Dando fondo al vino, si era fatta sera e a un certo punto sono spuntate le prime stelle. Il blu scuro della notte scendeva come un palpebra sopra i rossi che infuocavano ancora le vigne, le spighe e gli alberi da frutto sulle creste. E tutto sembrava rispettare l’ordine naturale delle cose, anche le morti e i lutti recenti, come l’uva schiacciata nei tini e le bestie francesi macellate da Teodoro per noi.
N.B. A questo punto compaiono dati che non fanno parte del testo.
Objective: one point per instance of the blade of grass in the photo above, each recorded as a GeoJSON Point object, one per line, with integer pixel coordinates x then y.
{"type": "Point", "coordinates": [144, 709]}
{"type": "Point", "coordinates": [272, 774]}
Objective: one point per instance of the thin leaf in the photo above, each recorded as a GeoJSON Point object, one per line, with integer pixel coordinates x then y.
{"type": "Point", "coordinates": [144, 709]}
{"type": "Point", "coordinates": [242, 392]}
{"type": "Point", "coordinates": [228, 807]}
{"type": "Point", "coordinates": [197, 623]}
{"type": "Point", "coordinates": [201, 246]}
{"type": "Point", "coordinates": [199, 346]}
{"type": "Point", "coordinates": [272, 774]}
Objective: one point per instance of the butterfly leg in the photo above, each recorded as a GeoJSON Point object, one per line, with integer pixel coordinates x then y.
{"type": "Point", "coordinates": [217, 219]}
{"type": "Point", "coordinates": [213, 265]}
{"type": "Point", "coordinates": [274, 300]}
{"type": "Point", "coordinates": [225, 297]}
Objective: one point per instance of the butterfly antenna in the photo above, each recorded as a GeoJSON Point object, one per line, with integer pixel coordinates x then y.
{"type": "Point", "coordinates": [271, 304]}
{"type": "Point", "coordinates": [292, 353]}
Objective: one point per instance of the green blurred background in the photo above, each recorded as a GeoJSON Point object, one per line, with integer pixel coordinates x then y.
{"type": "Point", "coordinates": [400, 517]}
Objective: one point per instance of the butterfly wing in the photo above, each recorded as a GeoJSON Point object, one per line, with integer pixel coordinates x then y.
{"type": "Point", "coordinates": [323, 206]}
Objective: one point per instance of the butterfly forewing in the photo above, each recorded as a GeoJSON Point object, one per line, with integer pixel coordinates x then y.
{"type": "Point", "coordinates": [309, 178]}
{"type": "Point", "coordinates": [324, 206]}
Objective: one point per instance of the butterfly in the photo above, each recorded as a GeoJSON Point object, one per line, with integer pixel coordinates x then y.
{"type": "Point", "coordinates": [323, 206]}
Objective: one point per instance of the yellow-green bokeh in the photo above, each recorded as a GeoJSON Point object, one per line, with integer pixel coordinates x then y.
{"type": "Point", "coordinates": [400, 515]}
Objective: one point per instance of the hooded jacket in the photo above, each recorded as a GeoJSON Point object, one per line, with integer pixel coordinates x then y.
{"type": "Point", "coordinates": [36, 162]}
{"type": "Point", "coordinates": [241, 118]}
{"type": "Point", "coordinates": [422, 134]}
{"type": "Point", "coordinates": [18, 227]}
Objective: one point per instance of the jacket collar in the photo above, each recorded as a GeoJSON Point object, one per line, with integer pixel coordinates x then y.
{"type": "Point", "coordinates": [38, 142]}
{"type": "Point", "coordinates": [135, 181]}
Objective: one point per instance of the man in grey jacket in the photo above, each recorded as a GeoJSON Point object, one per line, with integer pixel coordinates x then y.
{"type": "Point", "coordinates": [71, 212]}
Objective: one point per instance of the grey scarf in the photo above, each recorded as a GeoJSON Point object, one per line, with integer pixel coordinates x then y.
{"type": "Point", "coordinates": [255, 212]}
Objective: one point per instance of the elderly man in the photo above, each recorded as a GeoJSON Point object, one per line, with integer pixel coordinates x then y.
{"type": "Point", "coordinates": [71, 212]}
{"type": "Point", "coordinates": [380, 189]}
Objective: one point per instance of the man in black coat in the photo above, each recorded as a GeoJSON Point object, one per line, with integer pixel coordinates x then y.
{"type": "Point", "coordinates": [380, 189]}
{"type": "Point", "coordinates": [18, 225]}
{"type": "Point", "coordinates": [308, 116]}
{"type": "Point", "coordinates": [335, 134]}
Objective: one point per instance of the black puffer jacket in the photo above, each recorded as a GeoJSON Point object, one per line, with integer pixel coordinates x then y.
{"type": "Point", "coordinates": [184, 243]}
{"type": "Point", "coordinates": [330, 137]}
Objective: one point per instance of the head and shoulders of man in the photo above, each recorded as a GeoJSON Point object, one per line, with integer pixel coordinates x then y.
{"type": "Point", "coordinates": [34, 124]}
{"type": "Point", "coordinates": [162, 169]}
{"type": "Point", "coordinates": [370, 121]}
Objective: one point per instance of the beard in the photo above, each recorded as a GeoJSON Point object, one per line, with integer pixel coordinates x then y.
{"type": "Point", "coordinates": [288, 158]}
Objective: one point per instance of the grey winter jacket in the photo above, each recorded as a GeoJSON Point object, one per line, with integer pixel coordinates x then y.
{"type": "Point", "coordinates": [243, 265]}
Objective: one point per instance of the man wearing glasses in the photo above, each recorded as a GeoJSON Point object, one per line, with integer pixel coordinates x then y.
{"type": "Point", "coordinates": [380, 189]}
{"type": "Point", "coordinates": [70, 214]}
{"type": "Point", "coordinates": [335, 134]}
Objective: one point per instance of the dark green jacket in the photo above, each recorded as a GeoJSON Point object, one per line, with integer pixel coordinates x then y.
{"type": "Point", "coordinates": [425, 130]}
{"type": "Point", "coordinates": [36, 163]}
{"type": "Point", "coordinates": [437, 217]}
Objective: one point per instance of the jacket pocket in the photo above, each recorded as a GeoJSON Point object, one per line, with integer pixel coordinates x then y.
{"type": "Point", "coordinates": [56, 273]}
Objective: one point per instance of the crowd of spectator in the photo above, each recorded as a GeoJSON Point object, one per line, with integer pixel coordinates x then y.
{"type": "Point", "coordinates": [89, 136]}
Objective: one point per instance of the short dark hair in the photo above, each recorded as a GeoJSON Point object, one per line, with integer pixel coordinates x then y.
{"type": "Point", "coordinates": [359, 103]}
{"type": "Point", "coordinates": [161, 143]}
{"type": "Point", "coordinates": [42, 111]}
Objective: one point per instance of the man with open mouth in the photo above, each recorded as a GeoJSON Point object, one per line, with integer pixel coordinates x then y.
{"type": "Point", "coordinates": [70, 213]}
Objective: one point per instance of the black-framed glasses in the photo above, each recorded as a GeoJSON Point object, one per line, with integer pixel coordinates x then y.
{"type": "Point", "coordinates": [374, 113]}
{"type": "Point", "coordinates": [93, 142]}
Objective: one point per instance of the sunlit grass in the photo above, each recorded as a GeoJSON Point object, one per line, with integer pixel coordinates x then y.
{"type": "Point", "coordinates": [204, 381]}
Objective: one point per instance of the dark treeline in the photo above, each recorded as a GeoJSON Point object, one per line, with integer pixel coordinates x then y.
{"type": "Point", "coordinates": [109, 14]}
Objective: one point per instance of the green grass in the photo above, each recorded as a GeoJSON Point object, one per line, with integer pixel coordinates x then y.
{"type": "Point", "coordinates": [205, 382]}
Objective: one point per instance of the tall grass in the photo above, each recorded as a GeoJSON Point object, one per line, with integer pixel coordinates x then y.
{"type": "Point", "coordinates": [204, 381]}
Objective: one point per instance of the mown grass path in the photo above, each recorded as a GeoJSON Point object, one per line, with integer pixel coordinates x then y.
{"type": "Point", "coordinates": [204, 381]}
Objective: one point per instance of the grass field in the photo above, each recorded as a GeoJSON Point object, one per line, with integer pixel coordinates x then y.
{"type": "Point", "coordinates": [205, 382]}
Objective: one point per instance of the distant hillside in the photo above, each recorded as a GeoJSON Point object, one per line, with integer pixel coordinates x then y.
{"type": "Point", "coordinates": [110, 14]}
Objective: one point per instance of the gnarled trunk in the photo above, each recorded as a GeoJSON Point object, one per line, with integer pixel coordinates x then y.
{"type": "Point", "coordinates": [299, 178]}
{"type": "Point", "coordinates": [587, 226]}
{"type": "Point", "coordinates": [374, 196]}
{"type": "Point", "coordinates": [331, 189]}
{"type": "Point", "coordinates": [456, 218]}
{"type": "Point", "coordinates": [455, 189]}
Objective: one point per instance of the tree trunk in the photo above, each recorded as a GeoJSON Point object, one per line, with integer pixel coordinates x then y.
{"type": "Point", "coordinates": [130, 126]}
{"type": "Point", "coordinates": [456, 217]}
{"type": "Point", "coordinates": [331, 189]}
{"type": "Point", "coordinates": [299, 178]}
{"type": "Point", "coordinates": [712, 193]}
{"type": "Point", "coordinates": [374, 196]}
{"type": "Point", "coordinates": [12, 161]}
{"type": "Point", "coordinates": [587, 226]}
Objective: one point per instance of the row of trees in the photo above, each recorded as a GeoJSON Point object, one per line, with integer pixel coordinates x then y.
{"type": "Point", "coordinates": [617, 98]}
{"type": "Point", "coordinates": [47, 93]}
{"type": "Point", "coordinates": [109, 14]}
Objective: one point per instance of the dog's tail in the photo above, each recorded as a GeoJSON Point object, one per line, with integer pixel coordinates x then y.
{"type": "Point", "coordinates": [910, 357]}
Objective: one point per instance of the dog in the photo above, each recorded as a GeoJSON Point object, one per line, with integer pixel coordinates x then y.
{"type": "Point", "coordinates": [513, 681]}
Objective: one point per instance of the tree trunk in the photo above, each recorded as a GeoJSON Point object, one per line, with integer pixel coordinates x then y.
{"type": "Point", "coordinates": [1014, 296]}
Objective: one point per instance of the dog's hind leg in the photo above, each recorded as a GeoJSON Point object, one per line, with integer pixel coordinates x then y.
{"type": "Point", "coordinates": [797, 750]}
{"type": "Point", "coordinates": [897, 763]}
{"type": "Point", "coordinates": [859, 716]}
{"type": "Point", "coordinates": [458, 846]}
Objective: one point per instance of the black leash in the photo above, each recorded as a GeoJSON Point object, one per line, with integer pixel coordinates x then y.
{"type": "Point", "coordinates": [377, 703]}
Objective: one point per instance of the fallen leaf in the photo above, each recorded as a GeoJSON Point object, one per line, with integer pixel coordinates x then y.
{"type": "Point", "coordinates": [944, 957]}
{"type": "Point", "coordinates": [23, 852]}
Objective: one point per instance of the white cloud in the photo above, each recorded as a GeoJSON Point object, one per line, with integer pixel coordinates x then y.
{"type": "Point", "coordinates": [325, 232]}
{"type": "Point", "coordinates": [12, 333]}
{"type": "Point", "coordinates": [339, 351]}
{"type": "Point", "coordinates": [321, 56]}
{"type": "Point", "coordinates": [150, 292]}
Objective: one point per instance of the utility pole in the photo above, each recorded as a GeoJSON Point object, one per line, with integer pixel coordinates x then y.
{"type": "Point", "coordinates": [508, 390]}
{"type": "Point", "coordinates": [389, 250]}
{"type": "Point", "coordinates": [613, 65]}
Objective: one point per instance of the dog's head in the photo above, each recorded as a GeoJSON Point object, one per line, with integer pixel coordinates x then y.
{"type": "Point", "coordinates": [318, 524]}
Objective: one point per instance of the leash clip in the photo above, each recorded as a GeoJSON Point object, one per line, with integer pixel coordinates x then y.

Io avevo la testa leggera e il corpo un po’ pesante. Guardando le stelle che ammiccavano sopra il confine fra il giorno e la notte, una sottile linea bianca senza né prima né poi, sentivo di dover rendere grazie per il banchetto. Mi sono alzato un po’ incerto sulle gambe, invitando FraFer a fare lo stesso, e ho detto soltanto: «Grazie.» E come prima avevamo dedicato brindisi su brindisi e parole goffe agli uomini e alle bestie che c’erano più, così adesso dedicavamo loro il nostro devoto minuto di silenzio.
Ma poi è successo qualcosa di terribile, che ancora mi sgomenta perché non riesco a identificarne l’origine, e nemmeno riesco a dire perché mi abbia così turbato. Il vento ha portato il rantolo di qualche animale, l’afrore di pelli rivoltolate nel fango e negli escrementi. Mi sono voltato verso FraFer, che cogliendo il mio sguardo ha detto: «Sono i maiali.» I maiali… E io ho pensato qualcosa di sciocco, e cioè che non sarebbe stato lo stesso con un chilo di carne kashèr o halal, proprio no, e nemmeno con la carne piemontese di Giacomo Pesce — a detta di FraFer, il secondo macellaio migliore del Monferrato —, e che non avremmo potuto bere vino, o grappa. Insomma, che quella giornata non sarebbe mai stata la stessa. E a quel pensiero assurdo, mi saliva alla gola una strana angoscia, il vuoto nuovamente pieno dell’orrore dei miei giorni recenti.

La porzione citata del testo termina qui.